Plural news and views on Sudan

Indian Ocean pipelines are as important as independence itself

By Justin Ambago Ramba, MD.

July 11, 2010 — Historically the causes of the irresolvable north/south disputes in the Sudan, have attributed to the religious, linguistic, cultural and racial differences that stand in sharp contrast between the Muslim and Arab people north and the black African mostly Christians and animists of the south. However as of now, in addition to the previous reasons, ideological and economical reasons have taken the fore front in the crisis.
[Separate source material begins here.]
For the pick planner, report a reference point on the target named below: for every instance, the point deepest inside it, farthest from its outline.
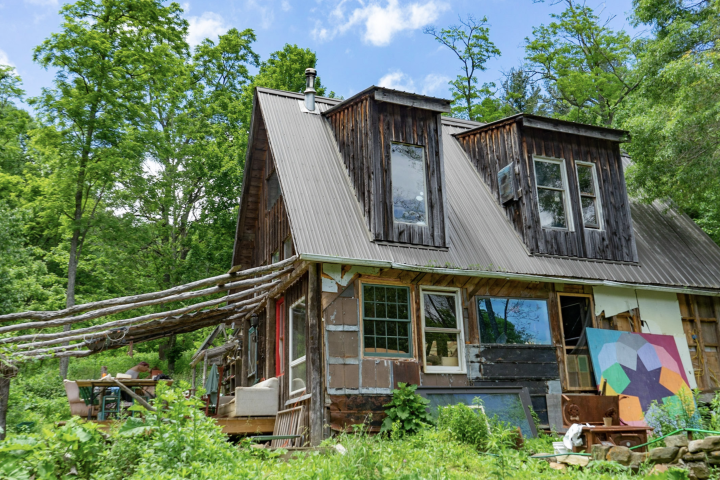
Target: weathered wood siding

It could be rightly assumed that the discovery of the huge Oil reserves in the country, where more than 85 % of it lie inside the southern territories, this black gold is right now in the centre of what otherwise is a five decades of old human struggle for liberty, justice, equality and human dignity.

The fiercest part of the north / south Sudan’s war was indeed funded by revenues that came from the Oil fields which belong to south Sudan, but even today more than five years after the peace agreement between the two sides, Khartoum remains to have a heavy military presence round those oil fields, a main reason for the north’s reluctance to accept any border demarcations between the two parts.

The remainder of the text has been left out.